Immediately after the release of Whittingham’s 1557 New Testament, the English exiles entered upon a revision of the whole Bible. Assisted by Beza and possibly Calvin himself, several English exiles were involved in the translating, but it is impossible to say how many. Miles Coverdale, who produced the Coverdale and Great Bibles, resided in Geneva for a time and may have assisted, and a similar claim may be advanced in favor of John Knox. The famed sixteenth-century English historian, John Foxe, was also in refuge in Switzerland during this time. Yet the chief credit belongs to William Whittingham, who was probably assisted by Thomas Sampson, Anthony Gilby, and possibly William Cole, William Kethe, John Baron, John Pullain, and John Bodley.
The Old Testament from Genesis through 2 Chronicles and the New Testament were merely revisions of Tyndale’s previous monumental efforts. The works of Coverdale, Rogers, and Cranmer were also consulted, and the English exiles completed a careful collation of Hebrew and Greek originals. They compared Latin versions, especially Beza’s, and the standard French and German versions as well.
While Coverdale’s, Matthew’s, and the Great Bible were merely revisions of Tyndale’s translations from the original Hebrew and Greek, the Geneva Bible charted new ground. The scholarly English refugees in Geneva completed the translation of the remainder of the Old Testament directly from Hebrew into English for the first time.
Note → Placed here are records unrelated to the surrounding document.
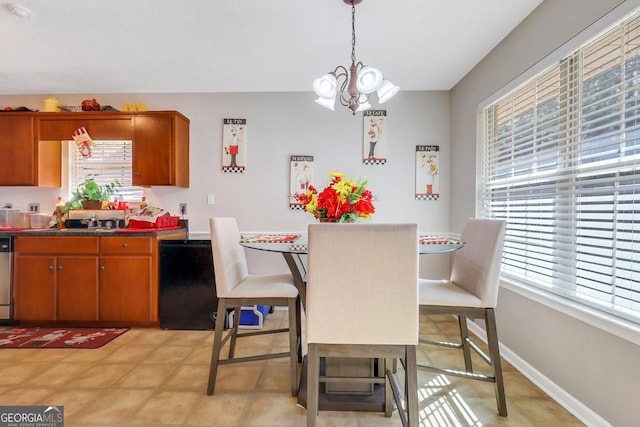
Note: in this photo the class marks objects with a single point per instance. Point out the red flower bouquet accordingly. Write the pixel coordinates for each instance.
(342, 200)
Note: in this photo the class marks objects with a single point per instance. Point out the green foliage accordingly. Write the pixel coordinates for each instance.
(91, 190)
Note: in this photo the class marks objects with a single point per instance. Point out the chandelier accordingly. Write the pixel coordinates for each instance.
(356, 84)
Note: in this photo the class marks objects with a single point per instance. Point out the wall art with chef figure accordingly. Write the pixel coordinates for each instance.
(301, 175)
(427, 172)
(234, 145)
(374, 144)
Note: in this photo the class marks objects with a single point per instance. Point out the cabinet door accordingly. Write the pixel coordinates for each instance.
(35, 287)
(18, 159)
(161, 149)
(152, 151)
(77, 288)
(125, 288)
(60, 126)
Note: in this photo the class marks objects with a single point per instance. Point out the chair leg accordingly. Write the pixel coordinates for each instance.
(411, 386)
(237, 311)
(388, 392)
(293, 344)
(217, 341)
(313, 384)
(299, 328)
(496, 364)
(466, 348)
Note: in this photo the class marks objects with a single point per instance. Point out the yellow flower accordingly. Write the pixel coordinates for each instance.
(343, 188)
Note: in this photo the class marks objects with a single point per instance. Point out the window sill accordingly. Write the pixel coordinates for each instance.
(603, 321)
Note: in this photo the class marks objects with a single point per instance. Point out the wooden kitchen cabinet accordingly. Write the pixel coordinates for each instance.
(32, 152)
(56, 278)
(89, 280)
(25, 160)
(77, 288)
(128, 279)
(161, 149)
(35, 297)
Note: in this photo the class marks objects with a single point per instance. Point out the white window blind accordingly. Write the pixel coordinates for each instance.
(560, 161)
(110, 161)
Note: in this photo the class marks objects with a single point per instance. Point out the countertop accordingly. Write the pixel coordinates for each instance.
(91, 231)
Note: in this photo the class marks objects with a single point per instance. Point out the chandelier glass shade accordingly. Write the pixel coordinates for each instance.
(356, 83)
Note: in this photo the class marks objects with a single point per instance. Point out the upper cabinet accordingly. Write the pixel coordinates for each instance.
(161, 149)
(32, 153)
(24, 160)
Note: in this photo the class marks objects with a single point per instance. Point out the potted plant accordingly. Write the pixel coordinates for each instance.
(91, 195)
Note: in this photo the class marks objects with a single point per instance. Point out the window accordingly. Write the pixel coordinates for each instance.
(560, 161)
(110, 160)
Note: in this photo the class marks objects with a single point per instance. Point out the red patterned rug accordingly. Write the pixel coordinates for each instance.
(35, 337)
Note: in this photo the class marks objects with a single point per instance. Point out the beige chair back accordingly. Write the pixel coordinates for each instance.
(229, 259)
(476, 267)
(362, 284)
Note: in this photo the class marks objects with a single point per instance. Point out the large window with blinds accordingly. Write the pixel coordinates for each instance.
(560, 161)
(109, 161)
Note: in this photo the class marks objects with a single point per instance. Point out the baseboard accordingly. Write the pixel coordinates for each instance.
(564, 399)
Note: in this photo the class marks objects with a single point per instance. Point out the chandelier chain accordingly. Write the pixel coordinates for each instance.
(353, 32)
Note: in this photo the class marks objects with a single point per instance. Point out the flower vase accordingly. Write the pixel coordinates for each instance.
(329, 219)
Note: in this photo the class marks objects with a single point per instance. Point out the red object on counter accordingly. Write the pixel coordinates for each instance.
(142, 230)
(161, 222)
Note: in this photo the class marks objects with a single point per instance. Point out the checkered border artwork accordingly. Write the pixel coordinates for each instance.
(234, 145)
(374, 140)
(427, 164)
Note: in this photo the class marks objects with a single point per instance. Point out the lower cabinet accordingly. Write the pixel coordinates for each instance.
(56, 278)
(109, 280)
(128, 278)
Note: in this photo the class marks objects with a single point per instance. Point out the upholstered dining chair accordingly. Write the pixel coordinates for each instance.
(235, 288)
(362, 302)
(471, 292)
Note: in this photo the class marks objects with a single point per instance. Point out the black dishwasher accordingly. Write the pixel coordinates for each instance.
(187, 285)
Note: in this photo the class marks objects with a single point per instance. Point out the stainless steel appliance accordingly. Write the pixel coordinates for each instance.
(6, 297)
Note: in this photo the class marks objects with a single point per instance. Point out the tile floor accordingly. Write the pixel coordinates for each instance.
(153, 377)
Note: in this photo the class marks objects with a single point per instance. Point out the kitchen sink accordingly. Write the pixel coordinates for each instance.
(72, 230)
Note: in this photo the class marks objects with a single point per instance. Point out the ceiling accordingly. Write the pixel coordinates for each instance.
(164, 46)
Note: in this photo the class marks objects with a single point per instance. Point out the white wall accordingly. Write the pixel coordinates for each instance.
(280, 125)
(597, 368)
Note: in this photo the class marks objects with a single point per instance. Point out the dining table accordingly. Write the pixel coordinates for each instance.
(293, 246)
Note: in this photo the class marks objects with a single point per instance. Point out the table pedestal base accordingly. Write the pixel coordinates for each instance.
(341, 402)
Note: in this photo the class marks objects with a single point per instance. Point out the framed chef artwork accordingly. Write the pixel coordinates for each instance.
(234, 145)
(301, 175)
(374, 143)
(427, 172)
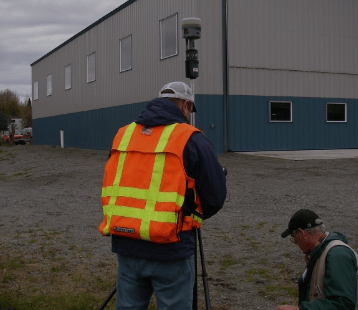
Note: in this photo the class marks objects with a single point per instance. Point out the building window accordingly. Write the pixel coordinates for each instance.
(68, 77)
(36, 90)
(91, 67)
(49, 85)
(125, 53)
(336, 112)
(280, 111)
(169, 36)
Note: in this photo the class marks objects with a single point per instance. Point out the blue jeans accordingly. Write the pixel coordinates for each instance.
(171, 281)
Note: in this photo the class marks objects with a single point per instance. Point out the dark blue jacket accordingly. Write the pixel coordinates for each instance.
(201, 164)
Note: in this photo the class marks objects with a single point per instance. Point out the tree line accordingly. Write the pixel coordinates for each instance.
(11, 106)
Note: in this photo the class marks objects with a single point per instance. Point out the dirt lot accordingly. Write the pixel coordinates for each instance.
(50, 209)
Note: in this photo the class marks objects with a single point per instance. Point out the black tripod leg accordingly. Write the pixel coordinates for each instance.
(109, 297)
(195, 290)
(204, 274)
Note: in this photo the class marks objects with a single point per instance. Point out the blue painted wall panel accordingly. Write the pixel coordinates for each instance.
(210, 119)
(96, 129)
(250, 128)
(91, 129)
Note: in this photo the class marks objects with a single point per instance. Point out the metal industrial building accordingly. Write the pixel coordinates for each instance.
(274, 74)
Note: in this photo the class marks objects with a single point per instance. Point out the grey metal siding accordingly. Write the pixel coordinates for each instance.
(149, 73)
(297, 47)
(302, 51)
(251, 129)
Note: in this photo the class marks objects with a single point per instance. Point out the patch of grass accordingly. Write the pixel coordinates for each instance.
(261, 224)
(14, 263)
(263, 273)
(70, 302)
(291, 291)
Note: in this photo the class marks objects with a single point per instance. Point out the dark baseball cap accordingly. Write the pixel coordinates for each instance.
(303, 219)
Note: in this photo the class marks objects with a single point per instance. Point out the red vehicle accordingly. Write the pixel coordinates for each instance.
(18, 139)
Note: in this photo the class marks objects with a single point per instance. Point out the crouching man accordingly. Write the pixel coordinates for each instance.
(330, 279)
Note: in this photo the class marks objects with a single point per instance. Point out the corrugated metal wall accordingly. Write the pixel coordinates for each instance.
(112, 88)
(149, 73)
(303, 51)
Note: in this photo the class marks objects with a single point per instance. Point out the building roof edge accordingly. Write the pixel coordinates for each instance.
(121, 7)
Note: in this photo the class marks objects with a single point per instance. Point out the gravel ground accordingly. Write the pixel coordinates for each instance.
(50, 209)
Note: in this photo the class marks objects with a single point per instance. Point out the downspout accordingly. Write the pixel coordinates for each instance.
(225, 73)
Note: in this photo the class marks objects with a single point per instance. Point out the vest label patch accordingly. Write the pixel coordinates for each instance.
(147, 131)
(124, 230)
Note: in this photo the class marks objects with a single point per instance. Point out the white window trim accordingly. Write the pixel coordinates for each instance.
(120, 54)
(277, 121)
(345, 112)
(49, 82)
(36, 90)
(95, 68)
(161, 37)
(68, 66)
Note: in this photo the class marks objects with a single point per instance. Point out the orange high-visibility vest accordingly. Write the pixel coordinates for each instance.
(145, 182)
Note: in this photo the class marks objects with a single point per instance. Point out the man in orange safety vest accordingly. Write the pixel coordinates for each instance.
(161, 180)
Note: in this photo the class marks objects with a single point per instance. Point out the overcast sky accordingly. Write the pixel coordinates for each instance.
(29, 29)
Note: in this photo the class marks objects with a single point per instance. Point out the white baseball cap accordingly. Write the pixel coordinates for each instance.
(178, 90)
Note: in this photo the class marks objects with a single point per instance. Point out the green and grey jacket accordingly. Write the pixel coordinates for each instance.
(340, 278)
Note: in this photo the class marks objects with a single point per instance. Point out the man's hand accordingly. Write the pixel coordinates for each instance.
(287, 308)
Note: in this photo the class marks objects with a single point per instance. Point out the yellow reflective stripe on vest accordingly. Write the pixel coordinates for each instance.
(151, 195)
(141, 194)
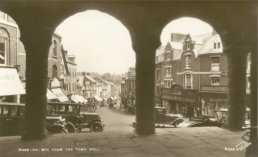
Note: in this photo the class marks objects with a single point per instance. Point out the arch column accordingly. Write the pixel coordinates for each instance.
(252, 151)
(145, 46)
(237, 88)
(36, 42)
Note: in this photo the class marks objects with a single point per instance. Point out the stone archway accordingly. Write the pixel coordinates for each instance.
(144, 21)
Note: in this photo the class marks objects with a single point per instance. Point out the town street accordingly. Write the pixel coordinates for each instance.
(115, 119)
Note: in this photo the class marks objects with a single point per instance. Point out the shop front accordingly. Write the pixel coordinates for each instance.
(10, 85)
(213, 98)
(179, 100)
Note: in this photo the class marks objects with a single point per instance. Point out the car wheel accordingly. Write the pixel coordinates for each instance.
(96, 127)
(70, 127)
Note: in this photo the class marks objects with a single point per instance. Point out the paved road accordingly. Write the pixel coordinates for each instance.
(115, 119)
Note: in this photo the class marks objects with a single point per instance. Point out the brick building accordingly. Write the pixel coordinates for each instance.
(191, 74)
(9, 41)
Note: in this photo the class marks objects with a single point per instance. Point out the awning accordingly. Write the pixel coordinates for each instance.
(50, 95)
(78, 99)
(75, 99)
(60, 94)
(98, 98)
(82, 99)
(10, 83)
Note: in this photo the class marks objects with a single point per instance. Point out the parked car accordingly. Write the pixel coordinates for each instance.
(57, 124)
(162, 118)
(12, 120)
(72, 113)
(217, 120)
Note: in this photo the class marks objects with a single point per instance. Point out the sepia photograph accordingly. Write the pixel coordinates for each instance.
(128, 78)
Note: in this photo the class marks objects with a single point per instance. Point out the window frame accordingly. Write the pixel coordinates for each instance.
(4, 51)
(216, 83)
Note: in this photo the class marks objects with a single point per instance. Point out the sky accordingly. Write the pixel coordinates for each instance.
(103, 44)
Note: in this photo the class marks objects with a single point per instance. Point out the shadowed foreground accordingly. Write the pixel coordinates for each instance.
(179, 142)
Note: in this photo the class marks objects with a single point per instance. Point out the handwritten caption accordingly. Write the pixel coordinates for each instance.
(57, 149)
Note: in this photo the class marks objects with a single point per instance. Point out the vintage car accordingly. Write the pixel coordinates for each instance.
(12, 121)
(164, 119)
(57, 124)
(217, 120)
(72, 113)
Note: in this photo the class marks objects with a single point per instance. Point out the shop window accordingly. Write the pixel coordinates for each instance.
(215, 80)
(168, 71)
(167, 56)
(215, 63)
(218, 45)
(2, 51)
(158, 75)
(54, 71)
(168, 84)
(188, 81)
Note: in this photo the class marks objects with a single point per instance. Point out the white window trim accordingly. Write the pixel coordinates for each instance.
(215, 84)
(170, 69)
(191, 81)
(5, 56)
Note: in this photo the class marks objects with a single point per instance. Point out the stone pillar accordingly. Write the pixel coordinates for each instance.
(237, 89)
(145, 47)
(36, 42)
(253, 81)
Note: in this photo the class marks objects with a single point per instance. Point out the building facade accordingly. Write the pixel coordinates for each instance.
(191, 75)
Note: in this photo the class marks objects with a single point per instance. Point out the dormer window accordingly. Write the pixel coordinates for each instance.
(54, 48)
(215, 63)
(167, 56)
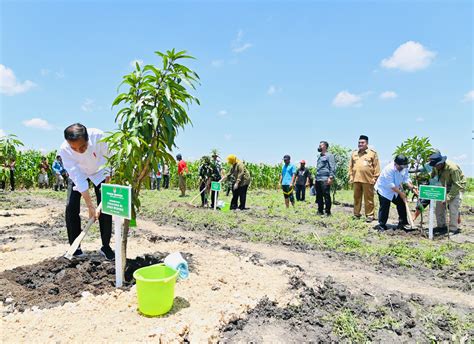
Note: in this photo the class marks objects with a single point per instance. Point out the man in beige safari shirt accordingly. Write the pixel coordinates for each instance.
(364, 169)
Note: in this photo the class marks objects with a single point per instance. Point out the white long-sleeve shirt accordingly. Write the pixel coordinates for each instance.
(390, 178)
(88, 165)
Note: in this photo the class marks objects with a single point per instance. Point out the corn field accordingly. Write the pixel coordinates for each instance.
(264, 176)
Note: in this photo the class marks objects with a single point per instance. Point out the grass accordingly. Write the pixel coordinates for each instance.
(270, 222)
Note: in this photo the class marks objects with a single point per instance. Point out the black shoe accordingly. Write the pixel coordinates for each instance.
(380, 228)
(79, 254)
(107, 252)
(405, 227)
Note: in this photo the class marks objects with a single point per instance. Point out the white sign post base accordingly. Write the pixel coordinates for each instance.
(430, 227)
(118, 222)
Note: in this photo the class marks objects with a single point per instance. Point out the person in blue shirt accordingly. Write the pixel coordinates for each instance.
(287, 181)
(389, 188)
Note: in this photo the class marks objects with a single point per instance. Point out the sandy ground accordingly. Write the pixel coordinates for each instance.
(229, 278)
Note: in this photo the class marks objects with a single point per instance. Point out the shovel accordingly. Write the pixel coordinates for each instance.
(74, 246)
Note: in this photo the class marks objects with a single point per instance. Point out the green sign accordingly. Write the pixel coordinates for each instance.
(431, 192)
(215, 186)
(117, 200)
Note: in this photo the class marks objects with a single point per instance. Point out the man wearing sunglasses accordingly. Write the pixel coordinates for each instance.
(389, 188)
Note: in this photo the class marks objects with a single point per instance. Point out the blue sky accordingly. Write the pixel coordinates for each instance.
(277, 77)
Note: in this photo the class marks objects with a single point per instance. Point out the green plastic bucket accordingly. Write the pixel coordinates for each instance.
(155, 289)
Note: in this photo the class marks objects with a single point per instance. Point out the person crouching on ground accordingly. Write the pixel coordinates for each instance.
(84, 156)
(241, 175)
(389, 188)
(287, 181)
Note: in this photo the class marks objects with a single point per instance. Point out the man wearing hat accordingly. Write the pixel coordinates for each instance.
(303, 178)
(389, 188)
(449, 175)
(239, 173)
(287, 181)
(325, 175)
(364, 169)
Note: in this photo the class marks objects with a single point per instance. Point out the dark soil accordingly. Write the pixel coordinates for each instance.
(330, 313)
(54, 282)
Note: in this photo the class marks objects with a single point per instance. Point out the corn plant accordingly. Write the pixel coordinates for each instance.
(8, 150)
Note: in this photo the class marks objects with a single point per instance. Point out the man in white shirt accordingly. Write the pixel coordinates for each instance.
(389, 187)
(83, 157)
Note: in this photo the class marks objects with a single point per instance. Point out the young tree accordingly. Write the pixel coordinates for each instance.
(155, 108)
(418, 151)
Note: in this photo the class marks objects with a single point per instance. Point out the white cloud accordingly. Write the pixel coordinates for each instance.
(238, 46)
(38, 123)
(217, 63)
(60, 74)
(88, 105)
(9, 85)
(44, 72)
(273, 89)
(346, 99)
(388, 95)
(134, 62)
(409, 56)
(469, 96)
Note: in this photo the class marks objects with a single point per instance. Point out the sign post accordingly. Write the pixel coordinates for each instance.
(433, 194)
(117, 201)
(216, 187)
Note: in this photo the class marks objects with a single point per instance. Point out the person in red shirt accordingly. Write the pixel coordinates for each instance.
(182, 171)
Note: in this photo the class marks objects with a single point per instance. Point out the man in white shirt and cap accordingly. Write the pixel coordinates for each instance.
(84, 157)
(389, 188)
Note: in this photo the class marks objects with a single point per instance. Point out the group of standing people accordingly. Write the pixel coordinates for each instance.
(367, 178)
(293, 179)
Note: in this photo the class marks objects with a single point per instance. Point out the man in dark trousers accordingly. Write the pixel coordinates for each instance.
(84, 156)
(325, 174)
(241, 177)
(303, 179)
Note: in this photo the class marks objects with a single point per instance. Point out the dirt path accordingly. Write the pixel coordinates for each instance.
(229, 277)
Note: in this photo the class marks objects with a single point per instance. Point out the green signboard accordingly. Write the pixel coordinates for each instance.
(431, 192)
(117, 200)
(215, 186)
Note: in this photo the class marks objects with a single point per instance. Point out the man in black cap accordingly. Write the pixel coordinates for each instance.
(449, 175)
(389, 188)
(364, 170)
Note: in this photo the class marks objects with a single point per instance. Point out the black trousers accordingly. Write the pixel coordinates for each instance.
(300, 192)
(239, 194)
(384, 210)
(323, 196)
(73, 220)
(12, 181)
(166, 181)
(203, 186)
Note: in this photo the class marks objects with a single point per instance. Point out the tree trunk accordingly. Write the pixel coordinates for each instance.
(125, 229)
Tyndale had only translated the Hebrew (Masoretic) text up to 2 Chronicles before he was imprisoned in 1535, and it was not until this handful of scholars assembled in refuge in Geneva that there was sufficient familiarity with Hebrew among reformers to complete the translation of the Old Testament directly from Hebrew. Thus, the English scholars who escaped persecution in their native land and resided in Geneva produced the first English Bible ever completely translated from the original languages.
The work took over two years, and in 1560 the world witnessed a new English Bible, which is now known as the “Geneva Bible.” In a simple prefatory note, the Geneva Bible was dedicated to “Bloody Mary’s” successor, Queen Elizabeth I, the daughter of Henry VIII and Anne Bolyen.